To the extent that numerical addition has replaced meaningful church membership, churches ought to repent and return to the growth principles centered on abundant, unhindered, contextual evangelism.

Second, as Patterson has so rightly reminded us, we must return to the actual practice of witnessing. As many have noted, the conservative resurgence has not yet resulted in a Great Commission resurgence. In my opinion, part of the problem among conservative evangelicals, is that we have pursued Christ-likeness in terms of character but not in terms of mission. Certainly, we must pursue the one without abandoning the other. We have forgotten, however, that to become truly like Him, we must allow God to work not only in us, but also through us. How can we know Christ and truly be like him without pouring out our life for his mission to reach the lost? Baptists must renew our commitment to evangelism, not only in theory, but in practice.

3. Third, the shallow state of preaching has exacerbated the lethargy of the church and left the lost with no real Word from God. The pastor ought to be the major source of theological understanding and the most able teacher of the Bible. Anemic pulpits create anemic churches and denominations.

I’ll let Patterson’s words stand on their own here. I will only add to my last point that we must return to preaching the full counsel of God so that our preaching is God-centered, cross-centered, and mission-centered rather than merely self-help, self-actualizing, felt needs preaching. Certainly, we need to preach those texts that help believers become better Christians, but even then the preaching must be centered in Christ and his cross.

4. Finally, our churches, in their hot pursuit of cultural adaptability look more and more like the culture and the world. Even at its best, the church is not good at being the world. In looking like a faint imitation of the world, the holiness of God and a thirst to be like Him have apparently been lost. And with the loss of holiness has come the corresponding loss of power and appeal!

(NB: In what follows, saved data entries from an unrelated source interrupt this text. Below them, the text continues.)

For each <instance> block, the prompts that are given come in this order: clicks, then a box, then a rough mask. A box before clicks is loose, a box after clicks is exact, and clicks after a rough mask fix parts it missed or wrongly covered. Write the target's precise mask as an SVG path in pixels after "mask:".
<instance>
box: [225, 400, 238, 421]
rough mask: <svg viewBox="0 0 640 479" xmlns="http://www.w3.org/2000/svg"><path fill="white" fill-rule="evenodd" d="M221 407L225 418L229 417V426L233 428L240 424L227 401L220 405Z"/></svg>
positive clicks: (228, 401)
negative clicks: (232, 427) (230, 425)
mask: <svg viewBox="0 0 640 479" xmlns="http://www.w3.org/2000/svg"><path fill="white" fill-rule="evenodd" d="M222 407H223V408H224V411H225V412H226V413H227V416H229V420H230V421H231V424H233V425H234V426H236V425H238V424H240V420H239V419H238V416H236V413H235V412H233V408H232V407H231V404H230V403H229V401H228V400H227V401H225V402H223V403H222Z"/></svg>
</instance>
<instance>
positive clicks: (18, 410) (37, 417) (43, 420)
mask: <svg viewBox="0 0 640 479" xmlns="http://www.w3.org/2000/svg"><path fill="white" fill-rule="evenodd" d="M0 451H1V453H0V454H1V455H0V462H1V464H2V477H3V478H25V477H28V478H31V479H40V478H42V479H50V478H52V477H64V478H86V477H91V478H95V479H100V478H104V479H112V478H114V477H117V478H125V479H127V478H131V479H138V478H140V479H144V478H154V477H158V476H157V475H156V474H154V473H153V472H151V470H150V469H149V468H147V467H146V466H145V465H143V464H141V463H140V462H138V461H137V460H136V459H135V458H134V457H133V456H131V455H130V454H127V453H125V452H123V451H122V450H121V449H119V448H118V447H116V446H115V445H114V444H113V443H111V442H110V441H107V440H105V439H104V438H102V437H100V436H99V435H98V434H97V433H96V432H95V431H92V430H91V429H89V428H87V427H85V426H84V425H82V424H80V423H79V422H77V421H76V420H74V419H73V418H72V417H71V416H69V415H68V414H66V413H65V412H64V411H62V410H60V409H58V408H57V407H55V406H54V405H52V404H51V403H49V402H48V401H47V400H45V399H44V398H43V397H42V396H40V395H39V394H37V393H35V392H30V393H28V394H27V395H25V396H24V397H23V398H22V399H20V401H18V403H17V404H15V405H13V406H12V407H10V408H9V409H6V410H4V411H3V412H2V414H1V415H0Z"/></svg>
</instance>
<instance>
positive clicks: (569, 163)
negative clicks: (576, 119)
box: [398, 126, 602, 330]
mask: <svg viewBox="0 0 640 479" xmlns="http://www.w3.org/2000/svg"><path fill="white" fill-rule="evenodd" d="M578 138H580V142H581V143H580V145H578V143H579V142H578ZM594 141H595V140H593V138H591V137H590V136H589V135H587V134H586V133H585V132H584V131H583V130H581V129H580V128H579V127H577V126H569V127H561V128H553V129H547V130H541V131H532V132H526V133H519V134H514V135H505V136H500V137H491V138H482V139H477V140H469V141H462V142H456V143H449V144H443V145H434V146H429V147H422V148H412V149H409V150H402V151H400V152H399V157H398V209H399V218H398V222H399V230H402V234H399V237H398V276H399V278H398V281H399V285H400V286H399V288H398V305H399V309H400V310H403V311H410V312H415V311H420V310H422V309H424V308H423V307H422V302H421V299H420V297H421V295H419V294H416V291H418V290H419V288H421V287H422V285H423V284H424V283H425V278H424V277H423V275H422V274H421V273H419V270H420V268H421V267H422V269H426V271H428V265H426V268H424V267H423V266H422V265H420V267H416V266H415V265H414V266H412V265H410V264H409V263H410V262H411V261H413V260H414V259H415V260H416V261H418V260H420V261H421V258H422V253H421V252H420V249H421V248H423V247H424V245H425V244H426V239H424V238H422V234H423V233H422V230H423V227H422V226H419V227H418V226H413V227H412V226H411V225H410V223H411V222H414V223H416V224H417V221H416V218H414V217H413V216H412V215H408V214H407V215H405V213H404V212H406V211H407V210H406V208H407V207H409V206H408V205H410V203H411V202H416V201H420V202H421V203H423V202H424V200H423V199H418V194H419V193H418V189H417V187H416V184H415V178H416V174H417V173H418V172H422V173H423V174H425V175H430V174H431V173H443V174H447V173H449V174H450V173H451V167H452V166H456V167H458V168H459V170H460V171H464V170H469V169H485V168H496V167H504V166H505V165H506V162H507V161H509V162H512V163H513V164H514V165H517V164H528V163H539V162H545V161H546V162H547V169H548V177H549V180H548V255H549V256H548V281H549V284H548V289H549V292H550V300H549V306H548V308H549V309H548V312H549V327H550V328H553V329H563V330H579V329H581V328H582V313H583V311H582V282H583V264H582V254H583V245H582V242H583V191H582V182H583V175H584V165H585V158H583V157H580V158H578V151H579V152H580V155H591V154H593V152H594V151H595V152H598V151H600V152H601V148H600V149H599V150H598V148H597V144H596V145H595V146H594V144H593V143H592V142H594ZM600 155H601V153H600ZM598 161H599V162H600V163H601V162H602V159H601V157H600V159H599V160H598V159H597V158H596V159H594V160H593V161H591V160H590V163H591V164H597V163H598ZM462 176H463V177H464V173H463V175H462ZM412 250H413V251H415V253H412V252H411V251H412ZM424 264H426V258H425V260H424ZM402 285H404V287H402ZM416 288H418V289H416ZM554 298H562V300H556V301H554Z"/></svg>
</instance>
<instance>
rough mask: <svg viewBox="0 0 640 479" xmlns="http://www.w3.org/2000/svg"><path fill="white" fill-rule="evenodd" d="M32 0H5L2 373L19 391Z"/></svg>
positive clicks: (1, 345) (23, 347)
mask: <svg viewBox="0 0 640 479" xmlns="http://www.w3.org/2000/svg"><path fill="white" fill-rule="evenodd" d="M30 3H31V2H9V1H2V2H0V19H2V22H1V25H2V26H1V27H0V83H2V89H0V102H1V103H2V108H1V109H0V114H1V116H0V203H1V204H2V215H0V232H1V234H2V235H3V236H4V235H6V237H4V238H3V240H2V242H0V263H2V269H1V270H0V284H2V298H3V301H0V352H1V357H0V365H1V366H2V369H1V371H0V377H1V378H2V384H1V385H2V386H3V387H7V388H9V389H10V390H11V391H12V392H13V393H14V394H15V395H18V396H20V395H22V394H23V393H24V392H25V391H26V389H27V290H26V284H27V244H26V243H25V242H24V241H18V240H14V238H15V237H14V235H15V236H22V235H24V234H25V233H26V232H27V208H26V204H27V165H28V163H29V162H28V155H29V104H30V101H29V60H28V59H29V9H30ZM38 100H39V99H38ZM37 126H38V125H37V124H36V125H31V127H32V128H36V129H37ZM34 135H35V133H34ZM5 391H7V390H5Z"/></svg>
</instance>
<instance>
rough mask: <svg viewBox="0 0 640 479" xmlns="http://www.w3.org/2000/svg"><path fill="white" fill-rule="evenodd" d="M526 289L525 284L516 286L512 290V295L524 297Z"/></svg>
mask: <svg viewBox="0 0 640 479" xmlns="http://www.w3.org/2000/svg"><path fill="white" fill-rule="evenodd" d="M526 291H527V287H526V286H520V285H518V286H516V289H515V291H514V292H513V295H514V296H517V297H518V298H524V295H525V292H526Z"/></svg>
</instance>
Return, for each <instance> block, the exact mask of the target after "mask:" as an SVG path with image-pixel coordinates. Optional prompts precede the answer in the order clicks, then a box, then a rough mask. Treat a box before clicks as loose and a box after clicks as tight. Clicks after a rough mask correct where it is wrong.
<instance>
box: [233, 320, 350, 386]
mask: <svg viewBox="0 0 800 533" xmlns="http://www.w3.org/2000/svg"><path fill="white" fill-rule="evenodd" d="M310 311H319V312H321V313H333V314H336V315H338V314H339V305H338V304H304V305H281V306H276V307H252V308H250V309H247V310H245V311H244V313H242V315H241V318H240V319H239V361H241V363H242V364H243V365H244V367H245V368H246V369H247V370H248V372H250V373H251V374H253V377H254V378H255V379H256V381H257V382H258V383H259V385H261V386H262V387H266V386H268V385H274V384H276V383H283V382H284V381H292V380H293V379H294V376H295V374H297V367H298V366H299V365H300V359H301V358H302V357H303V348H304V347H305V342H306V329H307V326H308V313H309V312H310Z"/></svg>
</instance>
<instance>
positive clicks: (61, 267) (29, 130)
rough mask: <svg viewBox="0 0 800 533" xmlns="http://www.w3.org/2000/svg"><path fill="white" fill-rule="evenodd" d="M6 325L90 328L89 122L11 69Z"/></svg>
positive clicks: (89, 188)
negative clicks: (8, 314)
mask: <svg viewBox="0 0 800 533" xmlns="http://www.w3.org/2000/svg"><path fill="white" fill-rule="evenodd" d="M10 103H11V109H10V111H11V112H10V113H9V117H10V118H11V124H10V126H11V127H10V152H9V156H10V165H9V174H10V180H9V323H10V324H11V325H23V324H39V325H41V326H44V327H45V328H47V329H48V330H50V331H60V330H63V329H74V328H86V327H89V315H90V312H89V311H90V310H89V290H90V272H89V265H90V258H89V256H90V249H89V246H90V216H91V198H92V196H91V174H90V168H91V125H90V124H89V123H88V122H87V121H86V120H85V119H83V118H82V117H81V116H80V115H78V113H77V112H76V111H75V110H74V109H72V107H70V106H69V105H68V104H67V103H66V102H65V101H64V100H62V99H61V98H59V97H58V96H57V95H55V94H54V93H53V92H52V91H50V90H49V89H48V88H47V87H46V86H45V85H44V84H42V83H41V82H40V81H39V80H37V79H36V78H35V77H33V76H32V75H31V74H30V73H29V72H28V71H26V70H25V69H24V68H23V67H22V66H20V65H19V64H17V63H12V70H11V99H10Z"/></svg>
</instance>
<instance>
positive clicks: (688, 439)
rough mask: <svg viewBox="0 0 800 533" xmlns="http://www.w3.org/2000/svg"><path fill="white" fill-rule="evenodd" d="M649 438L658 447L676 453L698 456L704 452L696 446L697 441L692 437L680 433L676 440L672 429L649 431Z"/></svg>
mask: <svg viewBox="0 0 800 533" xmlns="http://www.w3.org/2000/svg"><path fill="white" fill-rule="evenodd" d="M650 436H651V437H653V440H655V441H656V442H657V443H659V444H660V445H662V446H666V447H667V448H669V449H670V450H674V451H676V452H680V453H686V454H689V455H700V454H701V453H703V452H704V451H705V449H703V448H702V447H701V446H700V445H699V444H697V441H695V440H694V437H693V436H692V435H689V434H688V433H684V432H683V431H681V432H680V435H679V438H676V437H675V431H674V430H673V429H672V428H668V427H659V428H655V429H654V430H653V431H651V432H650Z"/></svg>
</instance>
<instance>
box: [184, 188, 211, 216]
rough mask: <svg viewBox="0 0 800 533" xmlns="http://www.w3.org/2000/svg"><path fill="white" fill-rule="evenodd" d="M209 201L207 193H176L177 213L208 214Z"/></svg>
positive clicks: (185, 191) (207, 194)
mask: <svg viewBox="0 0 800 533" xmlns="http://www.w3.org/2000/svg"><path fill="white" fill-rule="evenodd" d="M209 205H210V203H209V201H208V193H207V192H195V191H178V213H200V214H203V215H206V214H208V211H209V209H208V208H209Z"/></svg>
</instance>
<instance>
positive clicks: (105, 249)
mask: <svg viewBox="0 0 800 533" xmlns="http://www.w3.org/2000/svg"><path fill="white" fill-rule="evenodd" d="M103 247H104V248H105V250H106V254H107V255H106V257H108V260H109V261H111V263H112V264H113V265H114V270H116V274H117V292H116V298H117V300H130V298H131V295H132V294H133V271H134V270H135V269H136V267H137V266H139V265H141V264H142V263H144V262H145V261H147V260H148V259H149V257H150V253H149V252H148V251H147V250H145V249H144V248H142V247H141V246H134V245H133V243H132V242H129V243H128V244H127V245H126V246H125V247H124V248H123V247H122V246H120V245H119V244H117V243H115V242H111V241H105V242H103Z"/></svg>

Hear Patterson correctly here. I do not believe he is saying that we must abandon contextualization. He is, however, saying that not all contextual methods and models are God-honoring and faithful to him. We must approach contextualization critically and approach evangelism in away that both communicates to the culture and at the same time remains faithful to the biblical gospel. To the extent that churches have capitulated to the culture and abandoned the offense of the cross, we must return to the true gospel and to biblical models and methods.

In the final analysis, Patterson has offered wise words that should be considered by all Southern Baptists. We must recommit ourselves to the prayerful, powerful, critically-contextual, abundant proclamation of the gospel. Until we do, we should not be surprised when our statistics are not what we wish them to be.

Lord, send a revival and let it begin in me.

[1] Donald A. McGavran, How Churches Grow: The New Frontiers of Mission (London: World Dominion Press, 1959), 16.